In the mid seventies, when the Charismatic Movement swept through the mainline churches, a little song became very popular. Based on John 13: 34 we sang: A new commandment I give unto you, that you love one another, as I have loved you… We heard the words at the end of today’s Gospel reading. As I have loved you – there’s the rub of those few words. How do we love as Jesus loved? Peter, as we have seen, struggled. It was an enormous step for the first followers of Jesus, strict Jews everyone, to open their ranks and welcome in people they despised. Doing business with strangers and foreigners was one thing, but sitting down to eat together quite another.

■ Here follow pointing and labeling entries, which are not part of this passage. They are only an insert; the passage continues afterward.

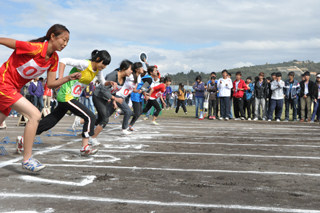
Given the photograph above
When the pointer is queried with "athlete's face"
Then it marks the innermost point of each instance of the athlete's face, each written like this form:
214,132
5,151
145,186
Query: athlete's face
60,42
128,71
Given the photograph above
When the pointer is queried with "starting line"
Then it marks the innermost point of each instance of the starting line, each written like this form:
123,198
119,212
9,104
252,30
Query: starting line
156,203
183,170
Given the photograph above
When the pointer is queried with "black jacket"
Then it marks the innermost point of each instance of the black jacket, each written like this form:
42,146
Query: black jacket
310,88
260,92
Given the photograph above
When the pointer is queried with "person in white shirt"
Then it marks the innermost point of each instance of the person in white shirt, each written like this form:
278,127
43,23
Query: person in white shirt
224,86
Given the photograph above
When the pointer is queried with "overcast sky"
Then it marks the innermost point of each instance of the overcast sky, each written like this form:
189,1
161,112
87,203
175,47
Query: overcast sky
178,36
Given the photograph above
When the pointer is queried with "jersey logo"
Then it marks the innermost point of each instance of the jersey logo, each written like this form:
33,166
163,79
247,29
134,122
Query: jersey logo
31,70
77,89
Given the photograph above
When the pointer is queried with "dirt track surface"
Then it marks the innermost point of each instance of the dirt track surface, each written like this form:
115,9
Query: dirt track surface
183,165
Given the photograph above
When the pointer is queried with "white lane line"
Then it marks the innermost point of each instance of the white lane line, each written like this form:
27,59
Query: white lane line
87,180
156,203
133,168
226,144
201,154
48,149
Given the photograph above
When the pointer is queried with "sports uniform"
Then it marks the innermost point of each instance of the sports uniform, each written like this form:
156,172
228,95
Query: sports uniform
68,98
136,98
152,102
25,63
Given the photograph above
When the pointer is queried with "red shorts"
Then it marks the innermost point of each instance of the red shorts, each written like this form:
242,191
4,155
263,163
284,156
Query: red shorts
8,96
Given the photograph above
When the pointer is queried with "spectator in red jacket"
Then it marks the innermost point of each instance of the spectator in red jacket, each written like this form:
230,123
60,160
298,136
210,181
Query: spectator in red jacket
239,87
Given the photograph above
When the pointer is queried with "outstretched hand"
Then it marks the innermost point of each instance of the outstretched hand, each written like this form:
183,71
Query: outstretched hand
75,76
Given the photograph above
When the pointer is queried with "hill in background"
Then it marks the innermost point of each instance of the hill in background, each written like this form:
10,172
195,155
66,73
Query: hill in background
298,67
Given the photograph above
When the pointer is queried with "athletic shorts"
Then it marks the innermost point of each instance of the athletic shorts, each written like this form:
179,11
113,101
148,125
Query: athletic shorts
8,96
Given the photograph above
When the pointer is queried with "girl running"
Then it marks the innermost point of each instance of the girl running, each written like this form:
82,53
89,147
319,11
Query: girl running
70,92
156,92
28,61
136,98
105,99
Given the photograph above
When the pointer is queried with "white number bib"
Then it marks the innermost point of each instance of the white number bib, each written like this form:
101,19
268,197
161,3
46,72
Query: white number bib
77,89
31,70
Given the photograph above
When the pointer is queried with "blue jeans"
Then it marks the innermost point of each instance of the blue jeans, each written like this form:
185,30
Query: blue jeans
316,110
293,103
199,104
275,105
37,100
224,107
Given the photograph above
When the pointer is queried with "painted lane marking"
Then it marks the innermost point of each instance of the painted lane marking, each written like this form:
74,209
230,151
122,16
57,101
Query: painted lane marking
48,149
203,154
108,159
87,180
187,170
157,203
226,144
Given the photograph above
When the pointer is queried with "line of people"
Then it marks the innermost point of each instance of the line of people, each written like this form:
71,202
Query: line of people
258,99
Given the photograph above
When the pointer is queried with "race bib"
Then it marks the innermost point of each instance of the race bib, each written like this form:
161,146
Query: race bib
31,70
77,89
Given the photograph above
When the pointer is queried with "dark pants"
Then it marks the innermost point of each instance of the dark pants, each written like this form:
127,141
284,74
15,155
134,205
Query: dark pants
76,108
155,104
276,105
182,103
238,107
247,107
224,107
212,108
137,111
293,103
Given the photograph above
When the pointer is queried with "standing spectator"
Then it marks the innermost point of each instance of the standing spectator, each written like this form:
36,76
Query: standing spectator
212,90
224,87
260,94
305,94
231,95
167,95
199,96
87,93
172,96
47,96
36,90
181,94
239,87
276,97
316,98
291,91
268,79
248,97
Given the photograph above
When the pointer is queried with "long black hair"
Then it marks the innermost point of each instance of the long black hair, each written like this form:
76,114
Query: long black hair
103,55
125,64
136,66
56,29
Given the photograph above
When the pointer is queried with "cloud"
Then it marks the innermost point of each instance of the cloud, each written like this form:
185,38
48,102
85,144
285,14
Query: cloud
178,36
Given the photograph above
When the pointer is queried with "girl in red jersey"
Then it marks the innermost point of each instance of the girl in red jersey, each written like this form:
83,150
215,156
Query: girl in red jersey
30,60
155,93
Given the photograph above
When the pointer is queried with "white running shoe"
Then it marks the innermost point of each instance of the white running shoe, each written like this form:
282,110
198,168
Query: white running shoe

Before we get too indignant with Peter and those stay-at-homes in Jerusalem, think how difficult we sometimes find hospitality in our Cathedral. Two Sundays ago we had people here dressed in strange robes, wandering around as if they owned the place, sitting in ‘our’ seats and reading Shakespeare. Last Sunday we again had heaps of people we never normally see on Sunday – even a guest speaker who only comes on ANZAC Day! We lost our normal service of Eucharist, the Girl Guides arrived to hand out leaflets and do our sides-people out of a job, there was no collection to bank on Monday morning. Goodness, whatever is going on? Why do these people want to come to our place? And in a couple of weeks time we will again have to accommodate changes when we host the Organ Donors Service. (Though perhaps that is alright because it is at a different time and really only affects the Dean and one or two others.)
Love one another as I have loved you. Love your neighbour as you love yourself. But Lord, who is my neighbour? A man was going down from Jerusalem to Jericho when he fell into the hands of robbers, who stripped him, beat him, and went away leaving him half dead. Now by chance a priest was going down that road…. so likewise a Levite, when he came to the place and saw him, passed by on the other side. But a Samaritan …. And Jesus said, I give you a new commandment, love one another as I have loved you.
Peter’s explanation of his vision and experience at Caesarea with Cornelius and the Gentiles, Jesus’ new commandment, and even that mysterious book called Revelation with its vision of a new earth and a new heaven, challenge us, the Church, to the core of our being. How are we to be a community of love that lives in such a way that we witness, by our example, to the Gospel of Jesus Christ?
Failures there are aplenty – child abuse that makes the headlines, the murmurings of one unhappy person to another about goings on of the vicar or warden or worship leader (the sort of thing that C S Lewis so eloquently wrote about in Letters to Screwtape), the snide comments (often economical with the truth) that go unchallenged. There’s no shortage of failures.
But Jesus says again and again: I give you a new commandment. Love one another. Just as I have loved you, you also should love one another. By this everyone will know that you are my disciples, if you have love for one another.
Please God it should be so in our Cathedral, our Diocese, our Church.